ENVOYÉ SPÉCIAL À MADRID

C'est une magnifique et désormais légendaire page de l'histoire du cyclisme belge que Tom Boonen et sa bande ont écrite dimanche en milieu d'après-midi sur le Paseo de la Castellana. Là, à l'ombre imposante du stade Santiago Bernabeu, l'équipe de José De Cauwer a délivré une prestation optimale ponctuée de maîtresse manière par Tom Boonen. A l'efficace manière avec laquelle les plus grands «goleadors» secouent les filets adverses, l'Anversois termina le boulot initié par les siens pour s'en aller conquérir un succès qui le fait rejoindre nos plus grands champions, les Merckx, Van Steenbergen, Van Looy, Schotte, Museeuw, Maertens et autres Ockers, Ronsse ou Criquielion.

Construit par ses huit équipiers, pièce par pièce, le triomphe de Tom Boonen est également, plus qu'un peu, celui de ses partenaires d'un jour. Seul le nom du coureur de la Quick Step-Innergetic s'inscrit désormais en lettres de feu sur le livre d'or des Championnats du monde. Mais s'il y figure, au côté de celui des plus grands, c'est aussi à Wilfried Crestkens, à Marc Wauters, à Stijn Devolder, à Philippe Gilbert, à Bjorn Leukemans, à Nick Nuyens, à Mario Aerts et à Peter Van Petegem que le vainqueur du Tour des Flandres et de Paris-Roubaix le doit en grande partie.
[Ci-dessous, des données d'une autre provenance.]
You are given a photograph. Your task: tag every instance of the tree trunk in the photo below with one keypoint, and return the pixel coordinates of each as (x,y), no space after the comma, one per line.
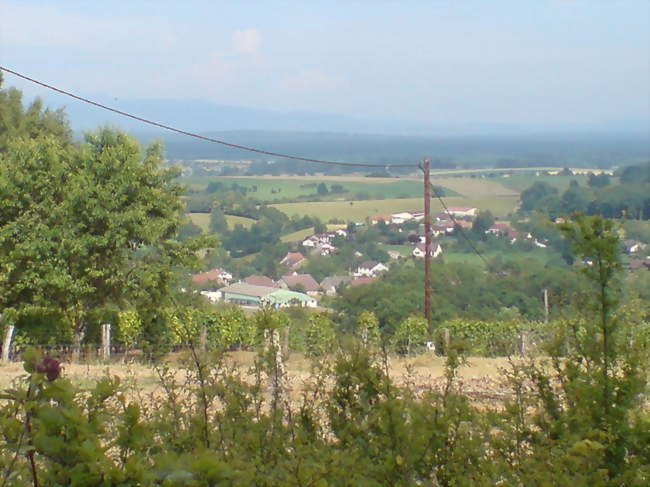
(6,343)
(79,332)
Rarement, en effet, la victoire d'un coureur belge dans l'épreuve arc-en-ciel n'aura été, comme celle-ci, le fruit d'un travail collectif. Sans remonter jusqu'à la nuit des temps, puisque «Tornado- Tom» est quand même le vingt-cinquième compatriote qui revêt le maillot de champion du monde depuis 1927, nous n'avons pas souvenir d'avoir assisté à une aussi impressionnante prestation de groupe. L'union fait la force fut le credo permanent des hommes de De Cauwer qui disposaient évidemment en Boonen d'une arme particulièrement incisive pour conclure.

Présent au moment crucial

En tout cela, le succès madrilène de Tom Boonen rappelle celui de Mario Cipollini à Zolder, à ceci près que Boonen sut, au contraire des autres sprinters favoris, les Petacchi, McEwen, Hushovd ou Zabel, répondre présent au moment crucial de l'épreuve. Avant-hier, les Belges furent justement capables de déjouer les plans tactiques de la «Squadra», de neutraliser l'impressionnante équipe espagnole et de rejeter les autres sprinters au moment opportun.

Quand, enfin libéré de son serment à Alessandro Petacchi, Bettini repartit au combat dans le dernier tour d'un Mondial qu'il avait déjà secoué plus avant et que le peloton vola définitivement en éclats, Boonen, bien aidé par ses équipiers, trouva, seul parmi les favoris, les forces nécessaires pour rejoindre in extremis la tête de la course et s'envoler vers le plus beau succès d'une carrière qui ne fait que débuter.

Pour le Campinois, qui n'aura 25 ans que dans trois semaines, le rêve se poursuit donc et pourquoi douterait-on qu'il doive s'arrêter bientôt en chemin?

Révélé à son passage professionnel (en 2002) par sa 3e place dans Paris-Roubaix où il s'érigea à la force du jarret comme le successeur de Johan Museeuw, Tom Boonen s'est montré depuis lors le digne héritier du «Lion des Flandres». Trois ans plus tard, et au terme de deux dernières saisons exceptionnelles pour un athlète qui doit encore parvenir à la maturité physique, Tom a totalement pris la relève de son idole de jeunesse. Le lionceau de 2002 est devenu le «Roi Lion» en 2005.

Le jour même où Museeuw prenait sa retraite au GP de l'Escaut 2004, Tom Boonen remportait la troisième semi-classique printanière qui lui servit de tremplin vers ses triomphes de cette année. Depuis ce jour d'avril de l'an passé, quatre étapes du Tour de France, Paris-Roubaix et le Tour des Flandres ainsi que, désormais, le Championnat du monde se sont ajoutés, entre autres succès, au palmarès d'un champion qui, rêvons-en, n'a pas fini de nous apporter du bonheur.